Importantly, our third aim found no difference between males and females with respect to rating of RPS in each task. This is promising for future use of the scale in both males and females post-stroke. However, in contrast to this finding, females reported lower balance confidence measured with the ABC. Although this between group difference was not reflected in between group differences in RPS scores, future research should explore the potential impact of high vs low balance confidence on RPS scores reported (e.g., do people with lower balance confidence simply rate all tasks performed as more challenging to stability). Another important observation in the present study was that all four participants with expressive aphasia were able to use both verbal and pointing forms of communication to express their RPS score. However, this aspect of clinical utility also requires further study.

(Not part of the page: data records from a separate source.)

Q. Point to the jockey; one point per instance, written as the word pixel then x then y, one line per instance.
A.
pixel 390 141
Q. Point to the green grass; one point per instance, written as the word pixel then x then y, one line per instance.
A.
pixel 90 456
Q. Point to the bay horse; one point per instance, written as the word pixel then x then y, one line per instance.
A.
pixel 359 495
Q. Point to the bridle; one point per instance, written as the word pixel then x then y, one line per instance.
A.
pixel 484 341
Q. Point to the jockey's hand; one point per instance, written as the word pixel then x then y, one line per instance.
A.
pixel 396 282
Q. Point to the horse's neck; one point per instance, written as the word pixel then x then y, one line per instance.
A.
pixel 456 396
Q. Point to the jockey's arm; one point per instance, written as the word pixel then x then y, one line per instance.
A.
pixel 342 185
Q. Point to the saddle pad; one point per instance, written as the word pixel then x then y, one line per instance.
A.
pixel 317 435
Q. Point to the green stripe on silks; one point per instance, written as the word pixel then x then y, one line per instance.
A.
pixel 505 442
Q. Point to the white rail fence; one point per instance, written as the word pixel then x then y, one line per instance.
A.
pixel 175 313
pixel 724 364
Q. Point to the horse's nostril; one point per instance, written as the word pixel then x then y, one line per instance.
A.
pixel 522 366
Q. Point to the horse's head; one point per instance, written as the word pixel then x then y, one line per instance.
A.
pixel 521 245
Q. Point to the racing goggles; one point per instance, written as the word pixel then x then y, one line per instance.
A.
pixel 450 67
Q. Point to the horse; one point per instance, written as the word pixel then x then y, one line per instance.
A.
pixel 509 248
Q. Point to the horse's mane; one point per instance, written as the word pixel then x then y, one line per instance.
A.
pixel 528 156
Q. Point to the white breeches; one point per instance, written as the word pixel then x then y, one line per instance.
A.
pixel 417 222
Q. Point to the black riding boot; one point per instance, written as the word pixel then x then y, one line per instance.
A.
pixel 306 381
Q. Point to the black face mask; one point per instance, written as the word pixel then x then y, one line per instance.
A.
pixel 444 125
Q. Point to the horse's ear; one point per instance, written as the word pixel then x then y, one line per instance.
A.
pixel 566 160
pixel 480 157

A limitation of the current study is that findings can only be generalized among the chronic stroke population. It is important to understand perception of balance exercise intensity in people with acute and sub-acute stroke as this is a time period of significant change in walking abilities [Citation27]. Future studies should explore the use of the RPS in people actively undergoing rehabilitation of walking, including the transition to independent walking post-stroke. Inclusion of participants with a broader range of walking abilities in the sub-acute phase post-stroke would also benefit from a larger sample size to explore the use of the RPS during active rehabilitation. Finally, the RPC has not been specifically validated in use with people post-stroke, however, due to the generalizability of the 0–10 scale and its anchors (e.g., very challenging, moderately challenging, not very challenging) it is unlikely that this lack of validation would impact current findings.

Conclusion

Our findings suggest that the RPS shows promise as a reliable and valid (concurrent validity) measure of balance intensity in ambulatory people with stroke. Numerical ratings of perceived stability are grounded in meaningful descriptions of levels of stability to assist the individual in being able to capture their perception of task challenge as it relates to balance intensity. Importantly, these descriptors are also clinically meaningful and provide the clinician with valuable insight into the person with stroke’s perception of their own abilities when their balance is challenged. This insight of intensity specific to balance can inform an individualized approach to exercise prescription and progression when retraining walking and walking balance post-stroke. The RPS scale may address the gap in practice of measuring balance intensity during rehabilitation of walking balance post-stroke.

Disclosure statement

No potential conflict of interest was reported by the author(s).

Additional information

Funding

This work was supported in part by grants from the New Frontiers in Research Fund (Exploration grant, CLP) and the Michael Smith Foundation for Health Research (Scholar Award, CLP).